§ 10. Mr. James Gray (North Wiltshire)If he will make a statement on how he intends to meet his target for nurse recruitment. [67168]
§ The Secretary of State for Health (Mr. Frank Dobson)Our target is to have enough nurses and 720 midwives to provide the treatment and care that patients need. We therefore need more nurses, and we need them now. That is why we have agreed the biggest real-terms pay rise for nurses for 10 years, and why we are paying it in full.
That is not all. We are also making nursing more attractive by providing more flexible shift patterns. We want to make things better for more experienced nurses by replacing the rigid grading system with arrangements that will help them to develop their careers and reward their additional responsibilities.
§ Mr. GrayI thank the Secretary of State for his answer. He will know, however, that only 15,000 of the 300,000 nurses in the national health service will welcome yesterday's announcement. In that context, is the right hon. Gentleman not concerned about the NHS Direct service, about which he will shortly make a statement? The service was piloted in Wiltshire hospitals—so well run by the Wiltshire NHS trust over the past three years, incidentally, and set up by the Conservative Government. Does the right hon. Gentleman not fear that a nurse-based service such as the NHS trust—thought up by the Conservatives—will be hard to man if experienced nurses leave the service?
§ Mr. DobsonThe hon. Gentleman ought to learn to count, or else brief himself before coming into the Chamber. While between 13,000 and 15,000 nurses will receive a 12 per cent. pay increase, another 70,000 will receive an increase of 8.2 per cent. or more, and the remainder will receive 4.7 per cent.
I shall deal with recruitment through NHS Direct in my statement. At this stage, I shall merely say that I have urged NHS management who are involved in the introduction of NHS Direct to try to recruit, in particular, nurses who have had to leave nursing because of industrial injuries. A back injury, for instance, might make it impossible for a nurse to perform the normal nursing task, but that nurse might still be able to deal with telephone callers. Nurses would thus be able to use their skills for the benefit of patients and their own great satisfaction.
§ Laura Moffatt (Crawley)Can my right hon. Friend reassure us that the superb nurses' award—about which many of my colleagues will be thrilled—will affect neither recruitment nor the modernisation of our health service? Those who work in the health service are our best-ever asset, and we must ensure that we modernise their pay. Will my right hon. Friend confirm that the money that has been set aside for modernisation will not be affected by the award?
§ Mr. DobsonI can confirm precisely that to my hon. Friend, who is one of two former nurses in the House. We are financing the nurses' pay increase with money that we put into the NHS budget for next year. We made the decisions in July last year, and, not unreasonably, we anticipated that the review bodies would make a recommendation well in excess of the rate of inflation, which they have. We therefore set aside, within the modernisation fund, certain sums to help to pay the increase if it reached the level that it has reached. That is a proper use of money to modernise the health service. I think that many people, especially nurses, detest the 721 suggestion that there is a conflict between paying nurses a decent wage and looking after patients. After all, it is the nurses who do the looking after.

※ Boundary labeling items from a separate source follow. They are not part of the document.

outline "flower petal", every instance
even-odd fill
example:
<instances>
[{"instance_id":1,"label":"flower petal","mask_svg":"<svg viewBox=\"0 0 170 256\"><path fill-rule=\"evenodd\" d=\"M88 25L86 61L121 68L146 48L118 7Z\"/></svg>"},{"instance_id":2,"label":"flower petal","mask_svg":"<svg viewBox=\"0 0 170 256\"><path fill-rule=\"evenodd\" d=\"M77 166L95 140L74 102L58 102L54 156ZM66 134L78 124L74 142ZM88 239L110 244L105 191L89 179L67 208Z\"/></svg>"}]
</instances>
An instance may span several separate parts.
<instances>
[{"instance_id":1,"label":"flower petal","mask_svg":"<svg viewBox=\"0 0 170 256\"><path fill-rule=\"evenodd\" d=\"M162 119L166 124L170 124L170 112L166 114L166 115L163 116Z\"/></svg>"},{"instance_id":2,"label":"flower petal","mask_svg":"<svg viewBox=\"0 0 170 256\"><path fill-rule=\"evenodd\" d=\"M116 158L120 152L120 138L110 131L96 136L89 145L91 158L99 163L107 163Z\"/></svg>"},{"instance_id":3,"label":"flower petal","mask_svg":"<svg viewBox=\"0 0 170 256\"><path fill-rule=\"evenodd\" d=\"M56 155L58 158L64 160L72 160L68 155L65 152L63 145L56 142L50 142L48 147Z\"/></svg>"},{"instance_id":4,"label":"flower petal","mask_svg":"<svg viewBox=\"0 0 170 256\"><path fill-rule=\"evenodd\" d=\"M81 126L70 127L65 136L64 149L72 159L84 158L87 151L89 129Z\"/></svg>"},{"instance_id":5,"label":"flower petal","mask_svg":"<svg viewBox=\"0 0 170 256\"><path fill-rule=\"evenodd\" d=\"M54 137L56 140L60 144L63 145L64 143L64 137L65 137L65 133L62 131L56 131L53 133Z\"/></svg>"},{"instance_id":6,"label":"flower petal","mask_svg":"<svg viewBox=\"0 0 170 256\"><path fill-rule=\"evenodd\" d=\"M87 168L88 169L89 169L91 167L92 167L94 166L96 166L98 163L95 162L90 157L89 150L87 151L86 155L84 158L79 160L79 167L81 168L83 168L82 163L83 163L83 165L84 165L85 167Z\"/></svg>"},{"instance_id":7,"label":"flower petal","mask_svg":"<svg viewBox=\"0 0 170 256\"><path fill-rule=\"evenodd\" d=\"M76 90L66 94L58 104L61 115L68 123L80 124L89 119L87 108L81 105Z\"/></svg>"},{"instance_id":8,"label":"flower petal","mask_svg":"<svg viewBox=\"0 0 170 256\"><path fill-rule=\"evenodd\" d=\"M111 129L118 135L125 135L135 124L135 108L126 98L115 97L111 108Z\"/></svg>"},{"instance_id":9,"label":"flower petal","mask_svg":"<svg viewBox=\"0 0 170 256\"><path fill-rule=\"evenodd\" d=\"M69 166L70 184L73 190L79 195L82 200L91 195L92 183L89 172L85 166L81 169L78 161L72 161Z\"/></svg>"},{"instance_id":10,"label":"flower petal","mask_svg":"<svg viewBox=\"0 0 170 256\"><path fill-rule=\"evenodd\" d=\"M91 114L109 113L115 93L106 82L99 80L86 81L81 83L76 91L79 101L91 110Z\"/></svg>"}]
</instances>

§ Dr. Peter Brand (Isle of Wight)I am sure that the Secretary of State will agree that nurse recruitment needs good schools of nursing. Will he use his good offices to sort out the unseemly dispute between the universities of Portsmouth and Southampton following the transfer of the contract for nurse training? A number of nurse tutors have been left in limbo, because those two public bodies will not agree on which is responsible for redundancy payments.
§ Mr. DobsonAs the hon. Gentleman knows, I want to improve the arrangements for nurse training, not overthrow them because there have been some good developments. I want to change them, so that there is considerably greater national health service influence over who goes into nurse training and what sort of training there is. The aim is to redevelop the links between the NHS and nurses in training. As the NHS has had so little to do with nurse training in recent years, many of those in management have lost interest in nurse training and not given it enough attention.